Hariri's return will be met with dismay by many protesters calling for an end to Lebanon's power-sharing system.

Beirut, Lebanon (CNN)Former Lebanese Prime Minister Saad Hariri, who was toppled in a popular uprising nearly one year ago, has been tasked with forming the crisis-plagued country's next government.

He faces the grueling task of forming a cabinet in a country still reeling from the aftermath of a massive explosion that ripped through the capital in August. The country is mired in a financial meltdown, political infighting and widespread anger at Beirut's ruling elite.
In a speech Thursday after his appointment as prime minister-designate, Hariri said he would move quickly to form a new government "because the time is running out and this is our beloved country's last and only chance."
    "I tell the Lebanese people, who are facing despairing hardships, I say that I am dedicated to my promise to them to work on stopping the collapse that is threatening our economy, our security, and to rebuild the destruction of the terrible port explosion in Beirut," said Hariri.
      Hariri said he would build an apolitical and technocratic government to enact wide-ranging reforms. The move puts him at loggerheads with opponents in the country's Hezbollah-backed parliamentary majority who have repeatedly rejected proposals to create a cabinet of technocrats.
      If Hariri succeeds in creating the next government, he will be taking on the premiership for a fourth time. A staple of the country's political class, Hariri is the son of the assassinated former Prime Minister Rafik Hariri and is the most high-profile Sunni Muslim political leader in Lebanon.
      Lebanon's political system allots the post of prime minister to a Sunni Muslim, and Hariri's return will be met with dismay by many anti-establishment protesters who have called for an end to the country's power-sharing system.

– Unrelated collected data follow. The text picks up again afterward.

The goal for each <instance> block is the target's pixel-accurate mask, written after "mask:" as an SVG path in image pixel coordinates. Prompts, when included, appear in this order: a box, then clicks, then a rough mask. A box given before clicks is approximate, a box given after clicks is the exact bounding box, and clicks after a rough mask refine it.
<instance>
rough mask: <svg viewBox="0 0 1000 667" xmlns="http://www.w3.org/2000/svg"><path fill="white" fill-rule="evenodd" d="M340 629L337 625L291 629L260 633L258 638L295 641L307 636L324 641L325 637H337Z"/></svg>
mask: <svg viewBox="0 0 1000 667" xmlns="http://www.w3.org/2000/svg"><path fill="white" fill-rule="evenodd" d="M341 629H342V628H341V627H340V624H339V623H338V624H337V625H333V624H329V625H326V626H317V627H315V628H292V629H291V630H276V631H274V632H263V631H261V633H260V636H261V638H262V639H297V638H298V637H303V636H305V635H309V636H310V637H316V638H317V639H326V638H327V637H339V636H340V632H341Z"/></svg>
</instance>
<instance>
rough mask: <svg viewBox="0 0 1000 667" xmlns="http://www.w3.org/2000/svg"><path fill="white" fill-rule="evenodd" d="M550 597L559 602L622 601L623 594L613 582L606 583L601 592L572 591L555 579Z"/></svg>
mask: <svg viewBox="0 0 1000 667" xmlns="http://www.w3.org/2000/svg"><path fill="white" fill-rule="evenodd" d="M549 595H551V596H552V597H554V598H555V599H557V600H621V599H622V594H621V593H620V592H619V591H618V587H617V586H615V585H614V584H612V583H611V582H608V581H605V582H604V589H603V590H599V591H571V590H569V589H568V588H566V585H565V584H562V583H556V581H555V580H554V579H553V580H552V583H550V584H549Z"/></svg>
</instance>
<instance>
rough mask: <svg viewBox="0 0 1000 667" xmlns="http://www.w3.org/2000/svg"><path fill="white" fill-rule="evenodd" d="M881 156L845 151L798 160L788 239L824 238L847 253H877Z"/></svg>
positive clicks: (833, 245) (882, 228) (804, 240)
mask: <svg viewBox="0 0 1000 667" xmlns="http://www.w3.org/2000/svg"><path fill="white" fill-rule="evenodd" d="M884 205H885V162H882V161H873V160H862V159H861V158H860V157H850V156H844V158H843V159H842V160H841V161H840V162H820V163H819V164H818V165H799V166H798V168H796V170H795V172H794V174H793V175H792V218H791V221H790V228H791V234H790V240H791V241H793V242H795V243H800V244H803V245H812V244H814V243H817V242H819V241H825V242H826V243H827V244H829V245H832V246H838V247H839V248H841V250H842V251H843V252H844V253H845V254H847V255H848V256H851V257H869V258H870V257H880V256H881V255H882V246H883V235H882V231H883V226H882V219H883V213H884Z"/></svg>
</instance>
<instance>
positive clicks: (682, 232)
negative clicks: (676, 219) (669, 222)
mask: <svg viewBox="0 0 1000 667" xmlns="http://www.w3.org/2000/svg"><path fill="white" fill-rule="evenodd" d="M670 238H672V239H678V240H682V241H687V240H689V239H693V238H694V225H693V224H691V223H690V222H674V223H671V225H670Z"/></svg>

      Hariri is perhaps best-known internationally for his shock resignation of the premiership in 2017 during a trip to Saudi Arabia. His resignation was widely believed to have been coerced by Saudi Arabia, where he was reportedly detained upon arrival in Riyadh. Hariri and Saudi Arabia have repeatedly denied those claims, and weeks later, he recanted his resignation.
      The former prime minister, who shunned the premiership for most of the last year after stepping down, has vowed to push through reforms endorsed by the international community and dictated by French President Emmanuel Macron during his two visits to Beirut in recent months.